Williams Partners also now controls the former Laser Gathering System in Pennsylvania, which it bought last year from Delphi Midstream Partners LLC (see Shale Daily, Dec. 23, 2011). Delphi began expanding its Pennsylvania system in early 2011 and it held the rights to construct and operate midstream infrastructure for acreage leased by Carrizo Oil & Gas Inc. in northeastern Pennsylvania, rights that Williams now controls.

The Cabot JV and Laser system are “milestones” in the partnership’s strategy to create the Susquehanna Supply Hub, said Armstrong.

Midstream operations chief Rory Miller said there were “a lot of moving parts” in building the infrastructure hub, which also includes the company’s new 33-mile, 24-inch diameter Springville gathering pipeline, which connects to Transco.

“With Springville, there is 300 MMcf/d in takeaway, which would be up to 625-650 MMcf/d over the course of the year. Laser now has 1.3 Bcf/d of capacity…and that’s going up…Constitution also has 500 MMcf/d…That will eventually add up to 3 Bcf/d of takeaway capacity,” said Miller. “Keep in mind one of the limitations out there. Producers are scrambling for takeaway capacity to fulfill that.

“It will take time to build. We exited the year on Springville at around 600 MMcf/d…The Laser story is one that’s unfolding. We just started volumes building up there…The earnings potential in 2012, 2013, are a shadow of what it’s going to be. We have a strong producer group behind those assets and they are ramping up quickly.”

Cabot’s management team, said Miller, “has been pretty transparent about their plans” to focus on the Marcellus, said Miller (see Shale Daily, Feb. 22b).

Armstrong said in the Susquehanna County area, “continued strong drilling and the performance that Cabot in particular is getting out of their drilling there has got them spurred on and I think they are very confident of their ability to continue to make cash flow and returns on their drilling acreage.” Northeastern Pennsylvania “happens to be a really sweet spot…even though it’s dry gas.”

The region also has been one of WPX Energy Inc.’s “key areas,” he said. WPX was spun off from Williams at the end of 2011 as an independent explorer. In addition, Carrizo’s volumes are backed financially through a joint venture with India’s Reliance Industries Ltd., he noted.

Williams remains “very conservative” relative to the company’s peers regarding natural gas liquids (NGL), Armstrong said. “In terms of our pricing forecast, we are going to be a very high crude-to-gas ratio, but a very low NGL-to-crude ratio. The result of that is a slight increase in NGL margins in 2012 just because we had such low crude oil earlier but a slightly lower NGL margin expectation in 2013.”

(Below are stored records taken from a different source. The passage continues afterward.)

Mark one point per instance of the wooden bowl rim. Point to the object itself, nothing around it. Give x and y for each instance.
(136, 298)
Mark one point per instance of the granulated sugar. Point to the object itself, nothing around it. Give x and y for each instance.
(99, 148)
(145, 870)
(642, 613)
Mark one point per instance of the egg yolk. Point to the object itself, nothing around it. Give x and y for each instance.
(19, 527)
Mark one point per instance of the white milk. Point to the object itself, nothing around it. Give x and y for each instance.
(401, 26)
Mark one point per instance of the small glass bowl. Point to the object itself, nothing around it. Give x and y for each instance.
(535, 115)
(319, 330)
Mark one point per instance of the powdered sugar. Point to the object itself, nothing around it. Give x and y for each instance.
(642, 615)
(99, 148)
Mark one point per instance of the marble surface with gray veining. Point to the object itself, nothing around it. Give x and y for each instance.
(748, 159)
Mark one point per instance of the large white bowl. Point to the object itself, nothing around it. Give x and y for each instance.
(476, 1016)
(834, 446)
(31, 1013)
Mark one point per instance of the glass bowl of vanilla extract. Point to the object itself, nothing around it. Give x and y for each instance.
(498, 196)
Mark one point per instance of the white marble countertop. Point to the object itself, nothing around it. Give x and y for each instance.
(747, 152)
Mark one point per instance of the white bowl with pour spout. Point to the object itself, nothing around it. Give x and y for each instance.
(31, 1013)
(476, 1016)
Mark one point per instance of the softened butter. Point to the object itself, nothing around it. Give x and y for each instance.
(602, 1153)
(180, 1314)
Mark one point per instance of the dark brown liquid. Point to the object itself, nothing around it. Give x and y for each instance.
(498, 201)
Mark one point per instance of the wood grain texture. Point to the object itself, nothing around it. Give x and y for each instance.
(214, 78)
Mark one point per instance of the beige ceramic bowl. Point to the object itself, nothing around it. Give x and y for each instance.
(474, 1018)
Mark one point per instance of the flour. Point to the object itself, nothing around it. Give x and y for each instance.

The NGL-to-crude ratio “is all the way down to 45% at midpoint and I would just say that we certainly are impacted by kind of what we are seeing in the current market, but as well, when you do have very high crude-to-gas ratios, you do tend to see that NGL-to-crude ratio is slipping…”

Current prices, Armstrong said, “are being impacted by continued cracker outages and we certainly expect to see that rebound some in the last half of 2012. On the propane side though it’s kind of hard to get away from the warm winter and the impact that’s had on natural gas. It’s kind of hard to get away from that end of the propane side and certainly a lot propane still in storage as we go into the shoulder months…I think what we’re trying to convey is that even with a conservative viewpoint toward NGL margins we are very comfortable with continuing to generate kind of cash flows and distributions and with plenty of adequate coverage with that more moderate picture.”

Next year “is much harder to call at this point,” said the CEO. “I would just [say] there are a lot of new projects coming on, particularly in the last half of ’13 and there are a lot of new projects coming on that will unlock a lot of NGL product that’s going to be working hard to find its way in the new markets. And so we think [2013 is] maybe a bit of a transitional year there as we have a lot of new NGL supplies coming on in the market.”